Un ‘olfatómetro’ para la calidad de la sidra

Un catador oliendo la sidra

Un catador oliendo la sidra

El Serida crea una mecanismo que permite analizar la composición del aroma de la bebida.

La sidra, para ser buena, no solo tiene que tener buen sabor, sino también un buen aroma. Y ahora, eso se puede cuantificar gracias a un nuevo olfatómetro . Un estudio del Serida ha desarrollado el método para obtener información amplia y detallada sobre la composición aromática de la sidra y que permite buscar las relaciones entre los perfiles sensoriales y cuantitativos.

María José Antón Díaz, licenciada en Ciencias Químicas, fue la encargada de llevar a cabo este trabajo que presenta hoy en la Universidad de Oviedo y en el que estudió nueve sidras de Nueva Expresión de la cosecha de 2008 para profundizar en su aroma. Pero, como concreta la investigadora, “no todos los componentes presentes en un producto influyen en sus características sensoriales”, por eso, añade, se centró “en aquellos compuestos que son realmente relevantes”.

“El aroma y el sabor son factores que definen la calidad de la sidra e inciden en el grado de aceptación de los consumidores”, asegura Antón. Para demostrarlo, llevó a cabo el análisis desde tres puntos de vista –sensorial descriptivo, físico-químico y olfatométrico–, que dieron lugar al estudio Descripción del aroma de Sidra Natural de Nueva Expresión por Cromatografía de Gases y Olfatometría .

Los resultados ya están sobre la mesa. En el primer ámbito de la investigación, el nivel sensorial-descriptivo, según informa el Servicio Regional de Investigación y Desarrollo Agroalimentario (Serida), las sidras analizadas fueron descritas como de moderada acidez en boca y débil sensación de amargo y astringencia. Sensorialmente, las sidras analizadas se diferenciaron significativamente en atributos como frutal, floral, dulzón y borras, así como en la calidad de olor, sabor y post-gusto.

El estudio continuó analizando cuantitativamente el aroma. Una cromatografía permitió detectar que los componentes más abundantes son los alcoholes amílicos y el lactato de etilo, seguidos del 2-feniletanol y el acetato de etilo.

Cómo oler la sidra Un análisis olfatométrico de las nueve sidras de Nueva Expresión completó el estudio de Antón, ralizado bajo la dirección de la Doctora Ana Picinelli Lobo y la tutoría de María Dolores Gutiérrez Álvarez, profesora titular del Departamento de Química Física de la Universidad de Oviedo. El análisis fue realizado por un grupo de 6 personas que pusieron sus olfatos al servicio del estudio. La técnica consiste en situar a la salida de una columna cromatográfica una nariz humana, la cual detecta, describe y puntúa la intensidad de los picos a medida que los percibe.

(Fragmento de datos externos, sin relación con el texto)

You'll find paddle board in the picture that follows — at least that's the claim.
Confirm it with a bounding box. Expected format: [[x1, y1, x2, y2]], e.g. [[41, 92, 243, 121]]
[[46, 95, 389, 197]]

El resultado permite intuir la relevancia de la fracción fenólica para definir el aroma de esta bebida. Además, se obtuvieron correlaciones entre diferentes zonas olfatométricas y los atributos sensoriales evaluados. Así, en el caso de los caracteres dulzón y especiado de la sidra, las zonas olfatométricas corresponden a dos compuestos no identificados descritos como frutales o dulzones.